Le texte sur lequel députés et sénateurs se sont accordés en commission mixte paritaire doit être voté une dernière fois successivement par le Sénat et l'Assemblée nationale.
Il crée un statut unique pour les indépendants - artisans, commerçants, professionnels libéraux...- qui opère une distinction entre le patrimoine professionnel de l'entrepreneur individuel et son patrimoine personnel. "Tous les éléments qui ne sont pas utiles à l'exercice professionnel" seront insaisissables en cas de défaillance", a indiqué le ministre des Petites et Moyennes Entreprises Jean-Baptiste Lemoyne, alors qu'aujourd'hui seule la résidence principale est protégée.
Cette mesure, qui déroge au principe juridique de l'unicité des patrimoines, était une demande de longue date de ces travailleurs, dont l'activité fait par nature face à des risques importants, mis brutalement en lumière par la crise sanitaire. Elle entrera en vigueur trois mois après la promulgation de la loi.
Le projet de loi constitue "la pierre angulaire" du plan en faveur des travailleurs indépendants annoncé par Emmanuel Macron le 16 septembre, selon le ministre. Il s'articule avec un volet budgétaire voté en fin d'année, pour faciliter les cessions d'entreprises, trop peu nombreuses en France lors du départ à la retraite d'un entrepreneur, grâce à des exonérations de taxation de la plus-value.
- Droits sociaux faibles -
Autre mesure phare du projet de loi: les conditions d'accès à l'allocation des travailleurs indépendants (ATI), jugées trop contraignantes, sont élargies à toute cessation totale et définitive d'activité qui n'est pas économiquement viable. "Pour estimer si l'activité n'est pas viable, on va regarder s'il a une baisse de son revenu d'au moins 30%", a précisé M. Lemoyne.
Contrairement aux salariés, les indépendants ne peuvent en effet pas toucher le chômage.

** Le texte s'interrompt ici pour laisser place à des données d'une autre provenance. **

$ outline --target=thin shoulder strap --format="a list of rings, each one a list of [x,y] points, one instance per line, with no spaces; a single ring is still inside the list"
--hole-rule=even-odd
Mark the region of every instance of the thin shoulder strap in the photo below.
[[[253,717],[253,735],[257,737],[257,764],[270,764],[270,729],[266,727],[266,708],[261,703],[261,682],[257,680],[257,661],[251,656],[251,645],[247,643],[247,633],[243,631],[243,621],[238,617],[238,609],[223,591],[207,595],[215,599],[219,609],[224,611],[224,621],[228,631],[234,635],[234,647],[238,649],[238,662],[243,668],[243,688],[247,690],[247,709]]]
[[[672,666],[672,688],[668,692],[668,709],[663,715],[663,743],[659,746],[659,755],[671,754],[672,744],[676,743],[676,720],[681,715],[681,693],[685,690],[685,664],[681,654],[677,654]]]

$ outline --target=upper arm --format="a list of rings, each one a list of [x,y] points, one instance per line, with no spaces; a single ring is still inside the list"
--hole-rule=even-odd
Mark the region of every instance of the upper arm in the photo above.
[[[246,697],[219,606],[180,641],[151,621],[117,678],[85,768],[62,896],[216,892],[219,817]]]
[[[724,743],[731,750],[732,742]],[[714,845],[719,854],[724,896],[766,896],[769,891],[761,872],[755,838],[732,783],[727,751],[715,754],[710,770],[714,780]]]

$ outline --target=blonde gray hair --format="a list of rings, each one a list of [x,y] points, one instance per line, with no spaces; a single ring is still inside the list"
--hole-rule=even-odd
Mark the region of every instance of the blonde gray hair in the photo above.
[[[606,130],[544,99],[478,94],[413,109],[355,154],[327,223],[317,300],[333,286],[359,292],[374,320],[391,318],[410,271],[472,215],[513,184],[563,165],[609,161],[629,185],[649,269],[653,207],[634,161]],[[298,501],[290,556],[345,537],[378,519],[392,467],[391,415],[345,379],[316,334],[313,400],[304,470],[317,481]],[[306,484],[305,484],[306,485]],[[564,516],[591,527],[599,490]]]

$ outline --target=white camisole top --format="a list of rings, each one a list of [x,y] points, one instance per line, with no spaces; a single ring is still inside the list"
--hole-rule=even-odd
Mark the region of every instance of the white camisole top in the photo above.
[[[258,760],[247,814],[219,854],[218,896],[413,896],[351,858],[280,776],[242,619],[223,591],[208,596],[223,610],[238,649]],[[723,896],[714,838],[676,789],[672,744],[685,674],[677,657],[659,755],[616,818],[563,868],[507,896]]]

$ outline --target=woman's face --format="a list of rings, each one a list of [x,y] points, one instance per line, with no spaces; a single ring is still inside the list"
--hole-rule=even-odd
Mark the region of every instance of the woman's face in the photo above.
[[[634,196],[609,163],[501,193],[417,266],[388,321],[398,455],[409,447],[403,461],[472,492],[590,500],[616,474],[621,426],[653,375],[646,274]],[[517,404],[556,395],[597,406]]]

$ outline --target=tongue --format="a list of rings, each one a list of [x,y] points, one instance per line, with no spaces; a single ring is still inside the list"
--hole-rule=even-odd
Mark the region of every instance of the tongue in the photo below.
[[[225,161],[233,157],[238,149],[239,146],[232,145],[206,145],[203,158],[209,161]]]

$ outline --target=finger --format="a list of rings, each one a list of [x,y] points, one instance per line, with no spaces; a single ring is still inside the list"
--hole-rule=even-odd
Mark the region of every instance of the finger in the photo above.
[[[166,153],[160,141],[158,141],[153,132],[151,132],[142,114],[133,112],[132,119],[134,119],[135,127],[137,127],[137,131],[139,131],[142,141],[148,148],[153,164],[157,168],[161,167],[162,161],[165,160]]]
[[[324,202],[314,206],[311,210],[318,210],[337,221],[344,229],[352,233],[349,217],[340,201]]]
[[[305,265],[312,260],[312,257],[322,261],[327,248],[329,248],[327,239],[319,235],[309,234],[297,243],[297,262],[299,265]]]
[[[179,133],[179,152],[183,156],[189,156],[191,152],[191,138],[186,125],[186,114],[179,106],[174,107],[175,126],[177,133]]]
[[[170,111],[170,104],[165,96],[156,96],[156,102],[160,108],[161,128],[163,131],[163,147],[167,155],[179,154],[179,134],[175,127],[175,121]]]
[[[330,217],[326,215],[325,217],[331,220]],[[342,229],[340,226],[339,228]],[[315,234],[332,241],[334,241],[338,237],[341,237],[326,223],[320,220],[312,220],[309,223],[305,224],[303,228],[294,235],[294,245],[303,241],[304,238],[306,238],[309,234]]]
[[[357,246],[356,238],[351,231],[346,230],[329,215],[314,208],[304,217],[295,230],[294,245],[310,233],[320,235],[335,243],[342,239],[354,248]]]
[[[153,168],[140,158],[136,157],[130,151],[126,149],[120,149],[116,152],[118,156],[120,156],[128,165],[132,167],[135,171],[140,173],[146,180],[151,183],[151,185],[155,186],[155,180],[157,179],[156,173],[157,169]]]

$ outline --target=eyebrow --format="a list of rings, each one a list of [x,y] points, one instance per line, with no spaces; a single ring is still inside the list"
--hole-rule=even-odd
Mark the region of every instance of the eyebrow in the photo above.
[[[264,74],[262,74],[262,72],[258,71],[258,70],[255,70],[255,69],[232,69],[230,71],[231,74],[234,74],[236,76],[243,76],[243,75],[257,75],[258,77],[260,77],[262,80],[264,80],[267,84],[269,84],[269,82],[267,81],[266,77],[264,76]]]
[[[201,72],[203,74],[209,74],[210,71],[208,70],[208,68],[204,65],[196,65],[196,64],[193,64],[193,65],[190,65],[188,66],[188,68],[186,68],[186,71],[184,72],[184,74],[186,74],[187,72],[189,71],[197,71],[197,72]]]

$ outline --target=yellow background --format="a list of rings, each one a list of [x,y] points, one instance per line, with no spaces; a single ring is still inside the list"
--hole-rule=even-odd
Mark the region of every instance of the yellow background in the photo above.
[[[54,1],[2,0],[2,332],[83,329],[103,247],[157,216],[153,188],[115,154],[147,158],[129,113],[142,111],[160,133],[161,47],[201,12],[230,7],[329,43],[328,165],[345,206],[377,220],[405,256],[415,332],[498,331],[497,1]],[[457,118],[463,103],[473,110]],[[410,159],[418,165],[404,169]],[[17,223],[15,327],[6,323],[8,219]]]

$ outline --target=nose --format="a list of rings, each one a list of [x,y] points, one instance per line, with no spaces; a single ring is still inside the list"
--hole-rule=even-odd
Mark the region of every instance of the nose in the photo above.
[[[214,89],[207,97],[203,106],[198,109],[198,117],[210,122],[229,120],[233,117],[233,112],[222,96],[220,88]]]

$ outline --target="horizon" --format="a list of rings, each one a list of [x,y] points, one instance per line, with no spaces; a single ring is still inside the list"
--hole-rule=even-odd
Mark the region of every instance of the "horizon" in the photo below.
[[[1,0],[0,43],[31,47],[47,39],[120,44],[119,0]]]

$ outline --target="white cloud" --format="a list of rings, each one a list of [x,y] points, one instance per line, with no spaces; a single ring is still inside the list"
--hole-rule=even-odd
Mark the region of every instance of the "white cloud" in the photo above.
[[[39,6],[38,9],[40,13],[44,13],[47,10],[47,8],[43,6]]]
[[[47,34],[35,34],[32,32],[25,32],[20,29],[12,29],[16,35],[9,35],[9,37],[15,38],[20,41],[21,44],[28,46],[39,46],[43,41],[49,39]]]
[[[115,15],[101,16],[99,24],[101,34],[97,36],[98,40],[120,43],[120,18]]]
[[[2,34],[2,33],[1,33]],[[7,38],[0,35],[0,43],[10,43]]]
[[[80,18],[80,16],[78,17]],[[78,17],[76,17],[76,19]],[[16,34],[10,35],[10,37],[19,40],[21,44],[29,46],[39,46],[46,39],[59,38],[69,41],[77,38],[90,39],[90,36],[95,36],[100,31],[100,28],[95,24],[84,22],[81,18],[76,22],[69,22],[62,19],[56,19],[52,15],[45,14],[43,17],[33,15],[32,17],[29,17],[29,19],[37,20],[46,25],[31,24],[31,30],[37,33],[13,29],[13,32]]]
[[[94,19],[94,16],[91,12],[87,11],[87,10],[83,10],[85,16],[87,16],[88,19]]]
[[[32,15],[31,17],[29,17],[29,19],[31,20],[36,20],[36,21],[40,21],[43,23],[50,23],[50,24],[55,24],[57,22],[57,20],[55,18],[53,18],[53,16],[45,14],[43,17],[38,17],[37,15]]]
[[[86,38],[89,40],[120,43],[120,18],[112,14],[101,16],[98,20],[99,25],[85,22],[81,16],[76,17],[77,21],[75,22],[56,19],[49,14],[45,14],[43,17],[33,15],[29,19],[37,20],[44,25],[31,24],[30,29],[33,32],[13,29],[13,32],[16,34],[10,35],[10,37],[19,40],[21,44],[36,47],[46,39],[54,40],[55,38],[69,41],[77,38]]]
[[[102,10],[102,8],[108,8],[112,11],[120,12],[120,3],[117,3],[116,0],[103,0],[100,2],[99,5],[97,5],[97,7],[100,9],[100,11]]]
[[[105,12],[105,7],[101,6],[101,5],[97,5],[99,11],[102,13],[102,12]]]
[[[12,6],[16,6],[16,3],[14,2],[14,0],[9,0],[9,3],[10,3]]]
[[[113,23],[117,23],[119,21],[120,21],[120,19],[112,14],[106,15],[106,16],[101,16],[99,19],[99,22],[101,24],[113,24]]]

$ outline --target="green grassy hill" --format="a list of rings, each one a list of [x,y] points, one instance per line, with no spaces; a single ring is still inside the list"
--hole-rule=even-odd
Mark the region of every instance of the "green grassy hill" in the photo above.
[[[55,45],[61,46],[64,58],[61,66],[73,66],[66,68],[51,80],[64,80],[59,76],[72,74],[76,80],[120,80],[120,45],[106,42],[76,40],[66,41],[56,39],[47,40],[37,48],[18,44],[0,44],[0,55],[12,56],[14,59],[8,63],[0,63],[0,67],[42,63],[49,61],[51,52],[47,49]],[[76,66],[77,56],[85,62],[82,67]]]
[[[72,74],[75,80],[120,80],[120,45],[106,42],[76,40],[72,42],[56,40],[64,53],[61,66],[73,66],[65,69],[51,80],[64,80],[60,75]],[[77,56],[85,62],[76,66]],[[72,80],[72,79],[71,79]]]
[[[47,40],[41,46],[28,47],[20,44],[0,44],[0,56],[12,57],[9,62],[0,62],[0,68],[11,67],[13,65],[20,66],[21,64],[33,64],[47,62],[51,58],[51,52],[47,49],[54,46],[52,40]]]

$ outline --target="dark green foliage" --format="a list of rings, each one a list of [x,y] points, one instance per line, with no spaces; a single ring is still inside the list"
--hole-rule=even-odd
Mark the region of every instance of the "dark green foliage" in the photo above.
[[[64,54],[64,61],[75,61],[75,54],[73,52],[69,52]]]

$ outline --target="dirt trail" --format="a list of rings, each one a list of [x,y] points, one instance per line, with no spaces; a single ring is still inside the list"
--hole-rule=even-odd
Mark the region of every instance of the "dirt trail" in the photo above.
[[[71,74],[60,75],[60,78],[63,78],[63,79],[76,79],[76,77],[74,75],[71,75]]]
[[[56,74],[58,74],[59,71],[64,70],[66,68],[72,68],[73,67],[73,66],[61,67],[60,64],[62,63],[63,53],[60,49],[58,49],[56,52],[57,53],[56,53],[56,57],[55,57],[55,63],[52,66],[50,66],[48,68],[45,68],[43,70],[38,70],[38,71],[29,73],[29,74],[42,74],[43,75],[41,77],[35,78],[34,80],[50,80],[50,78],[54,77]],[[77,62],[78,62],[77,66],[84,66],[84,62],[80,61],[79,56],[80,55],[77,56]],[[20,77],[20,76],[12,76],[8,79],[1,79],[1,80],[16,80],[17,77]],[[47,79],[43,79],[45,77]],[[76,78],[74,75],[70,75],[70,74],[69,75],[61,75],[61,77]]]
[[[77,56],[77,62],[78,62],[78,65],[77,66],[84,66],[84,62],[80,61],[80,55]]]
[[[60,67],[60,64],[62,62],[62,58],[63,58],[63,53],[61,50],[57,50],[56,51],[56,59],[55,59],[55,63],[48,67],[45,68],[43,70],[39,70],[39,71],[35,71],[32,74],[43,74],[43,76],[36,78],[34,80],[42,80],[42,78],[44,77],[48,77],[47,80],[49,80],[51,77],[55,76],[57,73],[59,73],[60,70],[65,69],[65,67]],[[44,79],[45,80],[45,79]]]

Depuis 2019, ils peuvent bénéficier de l'ATI, d'un montant forfaitaire de 800 euros par mois pendant une période maximale de six mois, mais seulement en cas de liquidation ou de redressement.
La réforme prévoit par ailleurs de doubler le crédit d'impôt pour la formation des dirigeants d'entreprises de moins de dix salariés et vise à réduire de 30% le tarif de l'assurance facultative AT/MP (accidents du travail/maladies professionnelles).
Une étude publiée le 1er février montre que les travailleurs indépendants souhaiteraient obtenir un alignement de leurs droits sociaux, qu'ils jugent faibles, avec ceux des salariés.
Selon une consultation réalisée à l'automne par OpinionWay auprès de 1.149 entrepreneurs indépendants soutenus par l'Association pour le droit à l'initiative économique (Adie), 93% d'entre eux estiment "urgent" de faire converger leurs droits sociaux vers ceux des salariés. 59% veulent prioritairement des droits au chômage et 49% souhaitent avant tout une meilleure couverture des risques professionnels.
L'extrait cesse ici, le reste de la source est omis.